Das LG hat die hiergegen gerichtete sofortige Beschwerde der Staatskasse, mit der diese auf der Grundlage von Besuchen in zweiwöchigem Abstand eine Herabsetzung auf 539,37 Euro erreichen wollte, am 28.10.2002 zurückgewiesen und die sofortige weitere Beschwerde zugelassen.
Mit ihrer sofortigen weiteren Beschwerde verfolgt die Staatskasse ihr Ziel weiter, eine Herabsetzung des Erstattungsbetrages zu erreichen.
II. Das Rechtsmittel ist zulässig, insbesondere vom LG zugelassen (§ 69e S. 1, § 56g Abs. 5 S. 2 FGG). In der Sache hat es keinen Erfolg.
1. Das LG hat seine Entscheidung folgendermaßen begründet:
Zwar stelle sich die Betreuung ihrem Wesen nach als bürgerlich-rechtlich geregelte gesetzliche Vertretung und nicht als persönliche Pflegeleistung und Hilfe dar mit der Folge, dass Akte rein tatsächlicher Zuwendung nicht mehr zur Betreuung gehörten und damit auch nicht vergütungsfähig seien. doch müsse auf der anderen Seite dem Betreuer ein gewisser Spielraum für tatsächliche Zuwendung gelassen werden. Zum Zweck des Aufbaus eines Vertrauensverhältnisses zwischen Betreuer und Betreutem halte die Rechtsprechung Hausbesuche in zwei- bis vierwöchigen Abständen in der Regel, also sofern nicht besondere Umstände etwas anderes rechtfertigten, für ausreichend. Im vorliegenden Fall habe der Betreuer gewichtige besondere Umstände aufgezeigt, die wöchentliche Besuche beim Betroffenen erforderlich erscheinen ließen. Bei einer Änderung der Besuchsfrequenz habe sich der Gesundheitszustand des Betroffenen dramatisch verschlechtert, da der Betreuer die einzige dauerhafte Bezugsperson des Betroffenen darstelle. Eine Abhilfe durch die Organisation weiterer Hilfsdienste sei nicht ersichtlich. Zur effektiven Betreuung in den wöchentlichen Aufgabenkreisen sei vielmehr der regelmäßige wöchentliche Kontakt in diesem besonderen Ausnahmefall erforderlich.
2. Diese Ausführungen halten der rechtlichen Nachprüfung (§ 27 Abs. 1 FGG, § 546 ZPO) stand.

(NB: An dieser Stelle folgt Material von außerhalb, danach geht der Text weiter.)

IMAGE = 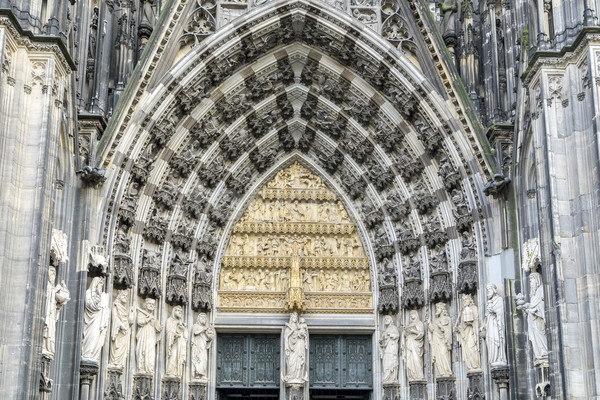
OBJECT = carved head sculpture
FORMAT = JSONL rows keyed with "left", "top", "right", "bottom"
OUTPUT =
{"left": 486, "top": 284, "right": 497, "bottom": 299}
{"left": 383, "top": 315, "right": 393, "bottom": 327}
{"left": 198, "top": 313, "right": 207, "bottom": 325}
{"left": 409, "top": 310, "right": 419, "bottom": 321}
{"left": 172, "top": 305, "right": 183, "bottom": 319}
{"left": 48, "top": 266, "right": 57, "bottom": 285}
{"left": 144, "top": 298, "right": 156, "bottom": 311}
{"left": 462, "top": 293, "right": 474, "bottom": 306}
{"left": 289, "top": 312, "right": 298, "bottom": 323}
{"left": 529, "top": 271, "right": 542, "bottom": 291}
{"left": 435, "top": 302, "right": 447, "bottom": 316}
{"left": 116, "top": 289, "right": 129, "bottom": 303}
{"left": 89, "top": 276, "right": 105, "bottom": 293}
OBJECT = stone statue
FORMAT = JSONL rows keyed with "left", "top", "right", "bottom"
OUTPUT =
{"left": 81, "top": 277, "right": 110, "bottom": 362}
{"left": 428, "top": 303, "right": 453, "bottom": 377}
{"left": 402, "top": 310, "right": 424, "bottom": 381}
{"left": 516, "top": 272, "right": 548, "bottom": 361}
{"left": 136, "top": 298, "right": 162, "bottom": 374}
{"left": 441, "top": 0, "right": 458, "bottom": 35}
{"left": 191, "top": 313, "right": 215, "bottom": 381}
{"left": 166, "top": 305, "right": 188, "bottom": 378}
{"left": 109, "top": 290, "right": 134, "bottom": 369}
{"left": 43, "top": 266, "right": 71, "bottom": 357}
{"left": 379, "top": 315, "right": 399, "bottom": 384}
{"left": 283, "top": 312, "right": 308, "bottom": 383}
{"left": 454, "top": 294, "right": 480, "bottom": 372}
{"left": 482, "top": 284, "right": 507, "bottom": 366}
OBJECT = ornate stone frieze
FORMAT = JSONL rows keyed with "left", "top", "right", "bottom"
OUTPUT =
{"left": 153, "top": 181, "right": 179, "bottom": 210}
{"left": 396, "top": 223, "right": 420, "bottom": 254}
{"left": 362, "top": 199, "right": 384, "bottom": 229}
{"left": 139, "top": 249, "right": 162, "bottom": 299}
{"left": 394, "top": 148, "right": 424, "bottom": 182}
{"left": 182, "top": 187, "right": 208, "bottom": 220}
{"left": 166, "top": 252, "right": 191, "bottom": 305}
{"left": 437, "top": 153, "right": 461, "bottom": 190}
{"left": 412, "top": 182, "right": 437, "bottom": 214}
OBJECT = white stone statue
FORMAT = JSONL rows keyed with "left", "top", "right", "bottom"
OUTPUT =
{"left": 283, "top": 312, "right": 308, "bottom": 383}
{"left": 136, "top": 298, "right": 162, "bottom": 374}
{"left": 191, "top": 313, "right": 215, "bottom": 381}
{"left": 81, "top": 276, "right": 110, "bottom": 362}
{"left": 109, "top": 290, "right": 134, "bottom": 369}
{"left": 454, "top": 294, "right": 480, "bottom": 372}
{"left": 482, "top": 284, "right": 507, "bottom": 366}
{"left": 517, "top": 272, "right": 549, "bottom": 362}
{"left": 428, "top": 303, "right": 453, "bottom": 377}
{"left": 379, "top": 315, "right": 399, "bottom": 384}
{"left": 165, "top": 305, "right": 188, "bottom": 378}
{"left": 43, "top": 266, "right": 71, "bottom": 357}
{"left": 402, "top": 310, "right": 425, "bottom": 381}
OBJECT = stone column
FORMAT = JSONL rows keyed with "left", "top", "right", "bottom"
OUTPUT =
{"left": 188, "top": 382, "right": 207, "bottom": 400}
{"left": 79, "top": 360, "right": 99, "bottom": 400}
{"left": 436, "top": 376, "right": 455, "bottom": 400}
{"left": 162, "top": 377, "right": 181, "bottom": 400}
{"left": 491, "top": 365, "right": 509, "bottom": 400}
{"left": 409, "top": 381, "right": 427, "bottom": 400}
{"left": 133, "top": 374, "right": 154, "bottom": 400}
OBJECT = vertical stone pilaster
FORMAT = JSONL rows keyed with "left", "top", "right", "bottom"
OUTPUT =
{"left": 409, "top": 380, "right": 428, "bottom": 400}
{"left": 162, "top": 377, "right": 181, "bottom": 400}
{"left": 436, "top": 376, "right": 455, "bottom": 400}
{"left": 133, "top": 374, "right": 154, "bottom": 400}
{"left": 188, "top": 382, "right": 207, "bottom": 400}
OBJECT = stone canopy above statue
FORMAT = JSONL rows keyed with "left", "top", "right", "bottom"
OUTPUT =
{"left": 218, "top": 162, "right": 372, "bottom": 313}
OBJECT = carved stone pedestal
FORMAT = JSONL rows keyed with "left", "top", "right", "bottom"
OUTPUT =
{"left": 39, "top": 354, "right": 53, "bottom": 399}
{"left": 383, "top": 383, "right": 401, "bottom": 400}
{"left": 491, "top": 365, "right": 509, "bottom": 400}
{"left": 436, "top": 376, "right": 455, "bottom": 400}
{"left": 79, "top": 360, "right": 99, "bottom": 400}
{"left": 104, "top": 368, "right": 124, "bottom": 400}
{"left": 162, "top": 377, "right": 181, "bottom": 400}
{"left": 286, "top": 383, "right": 304, "bottom": 400}
{"left": 188, "top": 381, "right": 207, "bottom": 400}
{"left": 467, "top": 371, "right": 484, "bottom": 400}
{"left": 133, "top": 374, "right": 154, "bottom": 400}
{"left": 409, "top": 380, "right": 428, "bottom": 400}
{"left": 534, "top": 359, "right": 550, "bottom": 398}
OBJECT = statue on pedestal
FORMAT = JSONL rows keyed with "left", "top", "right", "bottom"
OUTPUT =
{"left": 454, "top": 294, "right": 480, "bottom": 372}
{"left": 482, "top": 284, "right": 507, "bottom": 366}
{"left": 191, "top": 313, "right": 215, "bottom": 381}
{"left": 82, "top": 277, "right": 110, "bottom": 362}
{"left": 109, "top": 290, "right": 134, "bottom": 369}
{"left": 165, "top": 306, "right": 188, "bottom": 378}
{"left": 428, "top": 303, "right": 453, "bottom": 377}
{"left": 402, "top": 310, "right": 425, "bottom": 381}
{"left": 379, "top": 315, "right": 399, "bottom": 384}
{"left": 283, "top": 312, "right": 308, "bottom": 383}
{"left": 43, "top": 266, "right": 71, "bottom": 357}
{"left": 136, "top": 298, "right": 161, "bottom": 374}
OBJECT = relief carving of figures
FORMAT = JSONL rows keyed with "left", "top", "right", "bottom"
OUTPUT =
{"left": 43, "top": 266, "right": 71, "bottom": 357}
{"left": 283, "top": 312, "right": 308, "bottom": 383}
{"left": 516, "top": 272, "right": 549, "bottom": 362}
{"left": 165, "top": 306, "right": 188, "bottom": 378}
{"left": 136, "top": 298, "right": 162, "bottom": 374}
{"left": 454, "top": 294, "right": 480, "bottom": 372}
{"left": 428, "top": 303, "right": 453, "bottom": 377}
{"left": 482, "top": 284, "right": 507, "bottom": 366}
{"left": 380, "top": 315, "right": 400, "bottom": 384}
{"left": 191, "top": 313, "right": 215, "bottom": 382}
{"left": 109, "top": 290, "right": 134, "bottom": 369}
{"left": 81, "top": 277, "right": 110, "bottom": 362}
{"left": 402, "top": 310, "right": 425, "bottom": 381}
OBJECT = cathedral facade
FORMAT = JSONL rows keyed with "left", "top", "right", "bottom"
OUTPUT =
{"left": 0, "top": 0, "right": 599, "bottom": 398}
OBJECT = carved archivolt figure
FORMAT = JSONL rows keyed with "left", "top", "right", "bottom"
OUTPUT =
{"left": 81, "top": 277, "right": 110, "bottom": 362}
{"left": 43, "top": 266, "right": 71, "bottom": 357}
{"left": 191, "top": 313, "right": 215, "bottom": 381}
{"left": 454, "top": 294, "right": 480, "bottom": 372}
{"left": 136, "top": 298, "right": 162, "bottom": 374}
{"left": 428, "top": 303, "right": 453, "bottom": 377}
{"left": 517, "top": 272, "right": 549, "bottom": 362}
{"left": 283, "top": 312, "right": 308, "bottom": 383}
{"left": 483, "top": 284, "right": 507, "bottom": 366}
{"left": 109, "top": 290, "right": 133, "bottom": 369}
{"left": 379, "top": 315, "right": 400, "bottom": 384}
{"left": 166, "top": 306, "right": 188, "bottom": 378}
{"left": 402, "top": 310, "right": 425, "bottom": 381}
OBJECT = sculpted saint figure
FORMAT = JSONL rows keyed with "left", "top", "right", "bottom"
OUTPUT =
{"left": 454, "top": 294, "right": 480, "bottom": 372}
{"left": 82, "top": 277, "right": 110, "bottom": 361}
{"left": 517, "top": 272, "right": 549, "bottom": 361}
{"left": 166, "top": 306, "right": 188, "bottom": 378}
{"left": 136, "top": 298, "right": 162, "bottom": 374}
{"left": 43, "top": 266, "right": 71, "bottom": 357}
{"left": 283, "top": 312, "right": 308, "bottom": 383}
{"left": 482, "top": 284, "right": 507, "bottom": 366}
{"left": 109, "top": 290, "right": 134, "bottom": 369}
{"left": 402, "top": 310, "right": 425, "bottom": 381}
{"left": 379, "top": 316, "right": 400, "bottom": 384}
{"left": 428, "top": 303, "right": 453, "bottom": 377}
{"left": 191, "top": 313, "right": 215, "bottom": 381}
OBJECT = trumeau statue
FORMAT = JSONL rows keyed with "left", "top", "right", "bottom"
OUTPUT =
{"left": 402, "top": 310, "right": 425, "bottom": 381}
{"left": 81, "top": 277, "right": 110, "bottom": 362}
{"left": 136, "top": 298, "right": 162, "bottom": 374}
{"left": 165, "top": 305, "right": 188, "bottom": 378}
{"left": 428, "top": 303, "right": 453, "bottom": 377}
{"left": 379, "top": 315, "right": 400, "bottom": 384}
{"left": 482, "top": 284, "right": 507, "bottom": 366}
{"left": 43, "top": 266, "right": 71, "bottom": 357}
{"left": 191, "top": 313, "right": 215, "bottom": 381}
{"left": 283, "top": 312, "right": 308, "bottom": 383}
{"left": 454, "top": 294, "right": 480, "bottom": 372}
{"left": 109, "top": 290, "right": 134, "bottom": 369}
{"left": 517, "top": 272, "right": 549, "bottom": 362}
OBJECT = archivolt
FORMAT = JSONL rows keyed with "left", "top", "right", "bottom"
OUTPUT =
{"left": 96, "top": 0, "right": 493, "bottom": 311}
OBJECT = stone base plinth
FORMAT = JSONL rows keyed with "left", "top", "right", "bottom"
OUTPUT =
{"left": 436, "top": 376, "right": 455, "bottom": 400}
{"left": 133, "top": 374, "right": 154, "bottom": 400}
{"left": 162, "top": 377, "right": 181, "bottom": 400}
{"left": 188, "top": 381, "right": 207, "bottom": 400}
{"left": 467, "top": 371, "right": 484, "bottom": 399}
{"left": 40, "top": 354, "right": 53, "bottom": 394}
{"left": 104, "top": 369, "right": 124, "bottom": 400}
{"left": 409, "top": 380, "right": 427, "bottom": 400}
{"left": 383, "top": 383, "right": 401, "bottom": 400}
{"left": 534, "top": 359, "right": 550, "bottom": 397}
{"left": 285, "top": 383, "right": 304, "bottom": 400}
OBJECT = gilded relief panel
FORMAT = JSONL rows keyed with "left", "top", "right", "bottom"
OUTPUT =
{"left": 218, "top": 162, "right": 372, "bottom": 313}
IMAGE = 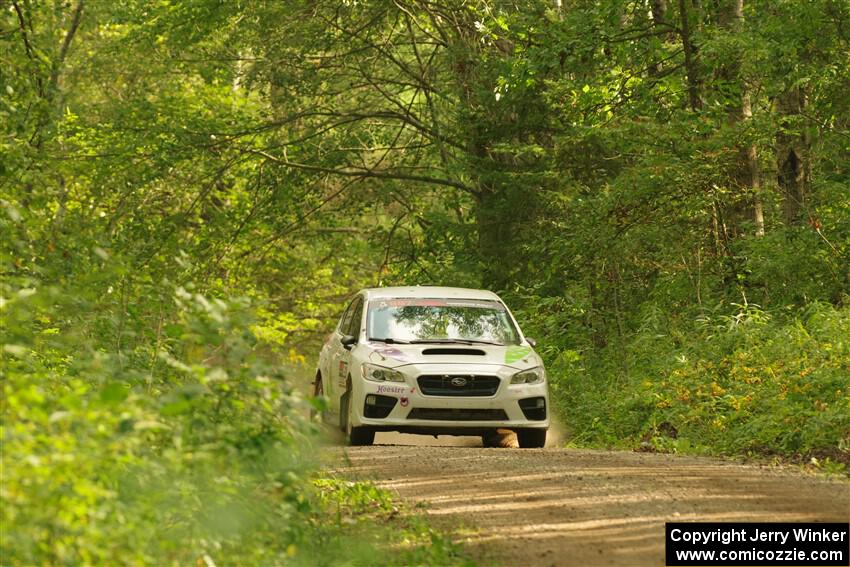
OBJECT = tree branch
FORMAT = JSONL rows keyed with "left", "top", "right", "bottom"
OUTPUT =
{"left": 246, "top": 148, "right": 474, "bottom": 193}
{"left": 12, "top": 1, "right": 43, "bottom": 97}
{"left": 50, "top": 0, "right": 84, "bottom": 93}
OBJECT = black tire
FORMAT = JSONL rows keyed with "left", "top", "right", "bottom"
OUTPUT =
{"left": 482, "top": 429, "right": 514, "bottom": 448}
{"left": 348, "top": 426, "right": 375, "bottom": 446}
{"left": 517, "top": 428, "right": 547, "bottom": 448}
{"left": 311, "top": 373, "right": 323, "bottom": 421}
{"left": 342, "top": 381, "right": 374, "bottom": 446}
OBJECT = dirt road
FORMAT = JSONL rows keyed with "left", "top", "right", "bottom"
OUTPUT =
{"left": 332, "top": 434, "right": 850, "bottom": 567}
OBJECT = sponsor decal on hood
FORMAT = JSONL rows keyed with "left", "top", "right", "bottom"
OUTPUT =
{"left": 371, "top": 347, "right": 410, "bottom": 362}
{"left": 504, "top": 346, "right": 532, "bottom": 363}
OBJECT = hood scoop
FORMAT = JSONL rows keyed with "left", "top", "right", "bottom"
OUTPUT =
{"left": 421, "top": 348, "right": 486, "bottom": 356}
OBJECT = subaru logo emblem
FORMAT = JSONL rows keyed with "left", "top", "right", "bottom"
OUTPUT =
{"left": 450, "top": 377, "right": 468, "bottom": 387}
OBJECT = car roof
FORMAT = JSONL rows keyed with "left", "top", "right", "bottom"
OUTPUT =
{"left": 360, "top": 286, "right": 502, "bottom": 301}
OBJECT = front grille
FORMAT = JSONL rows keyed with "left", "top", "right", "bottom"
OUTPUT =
{"left": 417, "top": 374, "right": 500, "bottom": 397}
{"left": 407, "top": 408, "right": 508, "bottom": 421}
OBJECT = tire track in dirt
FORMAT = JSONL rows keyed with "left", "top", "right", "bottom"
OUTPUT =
{"left": 331, "top": 441, "right": 850, "bottom": 566}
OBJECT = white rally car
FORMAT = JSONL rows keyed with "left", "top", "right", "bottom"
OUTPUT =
{"left": 314, "top": 286, "right": 549, "bottom": 447}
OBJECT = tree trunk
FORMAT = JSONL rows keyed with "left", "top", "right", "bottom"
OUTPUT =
{"left": 678, "top": 0, "right": 702, "bottom": 111}
{"left": 742, "top": 91, "right": 765, "bottom": 236}
{"left": 718, "top": 0, "right": 764, "bottom": 237}
{"left": 649, "top": 0, "right": 668, "bottom": 77}
{"left": 475, "top": 189, "right": 511, "bottom": 290}
{"left": 776, "top": 87, "right": 811, "bottom": 226}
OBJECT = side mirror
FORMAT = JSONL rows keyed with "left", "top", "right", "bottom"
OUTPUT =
{"left": 525, "top": 337, "right": 537, "bottom": 347}
{"left": 340, "top": 334, "right": 357, "bottom": 350}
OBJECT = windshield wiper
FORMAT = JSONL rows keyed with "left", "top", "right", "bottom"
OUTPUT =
{"left": 369, "top": 337, "right": 410, "bottom": 344}
{"left": 457, "top": 339, "right": 505, "bottom": 346}
{"left": 408, "top": 338, "right": 505, "bottom": 346}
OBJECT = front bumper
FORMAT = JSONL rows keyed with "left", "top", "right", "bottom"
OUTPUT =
{"left": 350, "top": 363, "right": 549, "bottom": 433}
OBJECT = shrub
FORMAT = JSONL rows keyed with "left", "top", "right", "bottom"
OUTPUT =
{"left": 1, "top": 277, "right": 319, "bottom": 564}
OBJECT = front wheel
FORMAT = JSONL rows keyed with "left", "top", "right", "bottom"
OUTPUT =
{"left": 311, "top": 374, "right": 324, "bottom": 422}
{"left": 348, "top": 425, "right": 375, "bottom": 446}
{"left": 481, "top": 429, "right": 516, "bottom": 448}
{"left": 516, "top": 428, "right": 547, "bottom": 448}
{"left": 343, "top": 386, "right": 374, "bottom": 446}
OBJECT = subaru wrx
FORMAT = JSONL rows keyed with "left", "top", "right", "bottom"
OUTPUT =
{"left": 314, "top": 287, "right": 549, "bottom": 447}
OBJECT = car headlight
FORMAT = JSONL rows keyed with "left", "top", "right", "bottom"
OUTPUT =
{"left": 361, "top": 363, "right": 406, "bottom": 383}
{"left": 511, "top": 366, "right": 545, "bottom": 384}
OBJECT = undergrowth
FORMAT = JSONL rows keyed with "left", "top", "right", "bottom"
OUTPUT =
{"left": 531, "top": 300, "right": 850, "bottom": 474}
{"left": 1, "top": 274, "right": 470, "bottom": 565}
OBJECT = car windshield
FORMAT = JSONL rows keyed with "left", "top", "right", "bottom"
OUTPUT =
{"left": 367, "top": 298, "right": 520, "bottom": 345}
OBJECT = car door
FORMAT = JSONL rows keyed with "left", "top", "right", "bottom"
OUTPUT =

a) Wird ein Berufsbetreuer zum Zweck der Führung der Betreuung, das heißt mit dem Ziel der Erfüllung seiner Aufgaben, im Interesse des Betroffenen tätig, setzt sein Anspruch auf Vergütung (§ 1908i Abs. 1 S. z 1, § 1836 Abs. 1 S. 2, Abs. 2 S. 1 und 2, § 1836a BGB, § 1 BVormVG) bzw. Aufwendungsersatz (§ 1835 Abs. 1 S. 1, Abs. 4 S. 1 BGB) grundsätzlich voraus, dass die fragliche Tätigkeit in den ihm übertragenen Aufgabenkreis fällt und er die Tätigkeit aus seiner Sicht nach den Umständen des Einzelfalles für erforderlich halten durfte (vgl. § 1 Abs. 1 S. 1 BVormVG, § 670 BGB; st. Rspr.; vgl. BayObLGZ 2001, 324 [325] m.w.N.). Die Betreuung ist eine rechtsfürsorgerische Tätigkeit; sie ist ihrem Wesen nach bürgerlich-rechtlich geregelte gesetzliche Vertretung (vgl. BayObLGZ 1998, 44 [45]). Dies zeigt schon die Überschrift „Rechtliche Betreuung” des Zweiten Titels des Vierten Buches des BGB. Ausdrücklich besagt der Gesetzeswortlaut des § 1901 Abs. 1 BGB, dass durch die Betreuung die Angelegenheiten des Betreuten rechtlich zu besorgen sind. Rein tatsächliche Hilfe- oder Pflegeleistungen hat der Betreuer grundsätzlich nicht zu erbringen, er ist lediglich für die Organisation der erforderlichen tatsächl...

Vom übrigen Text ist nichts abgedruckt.